In brief
- AI cloud compute company IREN has signed a $9.7 billion deal with Microsoft.
 - The deal will give Microsoft to access to Nvidia’s  NVIDIA GB300 GPUs.
 - A number of top tech companies have inked deals with data center firms in recent months.
 
IREN stock rocketed up after the former Bitcoin miner and data center company said it had inked a $9.7 billion deal with Microsoft in the latest transaction between a Magnificent Seven firm and crypto infrastructure provider. 
Sydney, Australia-based IREN, which has pivoted to AI cloud computing, shot up to nearly $73 per share Monday morning New York time—a nearly 21% rise. IREN has since settled at around $67.30.  
The deal will allow Microsoft to access to Nvidia’s  NVIDIA GB300 GPUs as it presses ahead with its AI ambitions. Microsoft stock also rose on the news. 
“This agreement not only validates IREN’s position as a trusted provider of AI Cloud services, but also opens access to a new customer segment among global hyperscalers,” IREN co-founder and CEO Daniel Roberts said in a statement. 
The news came as Bitcoin miner Cipher Mining on Monday announced an approximately $5.5 billion, 15-year lease agreement with Amazon Web Services to provide turnkey space and power for AI workloads. 
Cipher will deliver 300 MW of capacity in 2026, including both air and liquid cooling to the racks, a statement said. Nasdaq-listed Cipher’s stock rose on the news; it was recently trading about 22% higher. 
Top tech companies are making deals with data center firms in a bid to snap up compute as demand for AI increases. Cipher in September signed a 10-year, roughly $3 billion high-performance computing colocation agreement with Fluidstack, backed by Google. 
Google also in August said it was upping its stake in Bitcoin miner Terawulf by providing an incremental $1.4 billion backstop to support project-related debt financing—bringing its total stake to $3.2 billion.
In the Bitcoin mining world, companies use warehouses full of computers to process transactions on the crypto network. Because they’ve amassed so much computing power, some miners are pivoting their infrastructure to address growing AI demand.
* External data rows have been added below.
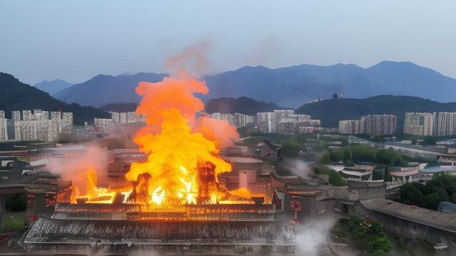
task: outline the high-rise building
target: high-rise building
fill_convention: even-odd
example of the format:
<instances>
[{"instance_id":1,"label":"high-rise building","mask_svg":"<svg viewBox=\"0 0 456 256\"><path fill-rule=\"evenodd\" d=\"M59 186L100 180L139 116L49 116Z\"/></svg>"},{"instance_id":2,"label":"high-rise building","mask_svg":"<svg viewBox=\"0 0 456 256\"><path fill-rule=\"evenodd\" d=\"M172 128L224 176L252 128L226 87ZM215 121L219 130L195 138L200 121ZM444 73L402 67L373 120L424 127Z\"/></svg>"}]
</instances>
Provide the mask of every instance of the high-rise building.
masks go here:
<instances>
[{"instance_id":1,"label":"high-rise building","mask_svg":"<svg viewBox=\"0 0 456 256\"><path fill-rule=\"evenodd\" d=\"M309 114L294 114L294 110L274 110L274 112L257 113L256 116L258 128L262 132L294 134L321 130L320 120L311 119Z\"/></svg>"},{"instance_id":2,"label":"high-rise building","mask_svg":"<svg viewBox=\"0 0 456 256\"><path fill-rule=\"evenodd\" d=\"M15 110L11 112L11 118L13 122L21 121L21 111Z\"/></svg>"},{"instance_id":3,"label":"high-rise building","mask_svg":"<svg viewBox=\"0 0 456 256\"><path fill-rule=\"evenodd\" d=\"M238 128L254 122L254 117L240 113L234 113L234 114L232 114L215 112L211 114L210 117L219 120L227 120L229 125L234 125Z\"/></svg>"},{"instance_id":4,"label":"high-rise building","mask_svg":"<svg viewBox=\"0 0 456 256\"><path fill-rule=\"evenodd\" d=\"M405 113L404 134L417 136L432 136L434 118L431 113Z\"/></svg>"},{"instance_id":5,"label":"high-rise building","mask_svg":"<svg viewBox=\"0 0 456 256\"><path fill-rule=\"evenodd\" d=\"M276 113L260 112L256 113L258 120L258 129L261 132L274 133L277 132L277 122L276 122Z\"/></svg>"},{"instance_id":6,"label":"high-rise building","mask_svg":"<svg viewBox=\"0 0 456 256\"><path fill-rule=\"evenodd\" d=\"M73 113L63 112L60 122L60 132L71 134L73 129Z\"/></svg>"},{"instance_id":7,"label":"high-rise building","mask_svg":"<svg viewBox=\"0 0 456 256\"><path fill-rule=\"evenodd\" d=\"M48 120L49 119L49 112L48 111L42 111L41 112L41 120Z\"/></svg>"},{"instance_id":8,"label":"high-rise building","mask_svg":"<svg viewBox=\"0 0 456 256\"><path fill-rule=\"evenodd\" d=\"M31 110L22 110L22 119L24 121L30 121L33 119Z\"/></svg>"},{"instance_id":9,"label":"high-rise building","mask_svg":"<svg viewBox=\"0 0 456 256\"><path fill-rule=\"evenodd\" d=\"M95 118L93 126L97 131L110 132L114 129L114 124L112 119Z\"/></svg>"},{"instance_id":10,"label":"high-rise building","mask_svg":"<svg viewBox=\"0 0 456 256\"><path fill-rule=\"evenodd\" d=\"M356 135L359 134L359 120L339 121L339 133Z\"/></svg>"},{"instance_id":11,"label":"high-rise building","mask_svg":"<svg viewBox=\"0 0 456 256\"><path fill-rule=\"evenodd\" d=\"M37 122L25 120L14 122L14 137L19 141L37 139Z\"/></svg>"},{"instance_id":12,"label":"high-rise building","mask_svg":"<svg viewBox=\"0 0 456 256\"><path fill-rule=\"evenodd\" d=\"M53 120L58 120L62 118L62 112L60 111L52 111L51 112L51 119Z\"/></svg>"},{"instance_id":13,"label":"high-rise building","mask_svg":"<svg viewBox=\"0 0 456 256\"><path fill-rule=\"evenodd\" d=\"M0 118L0 142L6 142L8 140L8 119Z\"/></svg>"},{"instance_id":14,"label":"high-rise building","mask_svg":"<svg viewBox=\"0 0 456 256\"><path fill-rule=\"evenodd\" d=\"M448 136L456 134L456 112L434 113L434 135Z\"/></svg>"},{"instance_id":15,"label":"high-rise building","mask_svg":"<svg viewBox=\"0 0 456 256\"><path fill-rule=\"evenodd\" d=\"M126 124L127 123L127 113L119 113L119 123L120 124Z\"/></svg>"},{"instance_id":16,"label":"high-rise building","mask_svg":"<svg viewBox=\"0 0 456 256\"><path fill-rule=\"evenodd\" d=\"M113 123L118 124L120 122L120 115L118 112L111 112L111 119L113 119Z\"/></svg>"},{"instance_id":17,"label":"high-rise building","mask_svg":"<svg viewBox=\"0 0 456 256\"><path fill-rule=\"evenodd\" d=\"M393 114L368 114L361 117L359 132L368 135L392 135L398 127L398 118Z\"/></svg>"}]
</instances>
Bitcoin was recently trading at $106,700, down 3.1% over the past 24 hours and more than 7% during the past week, according to crypto market data provider CoinGecko. In a Myriad prediction market, nearly 60% of respondents agree with crypto entrepreneur KBM who believe BTC will sink to $100,000 with the remainder agreeing with trader Mando, who thinks the asset’s next move will be to $120,000.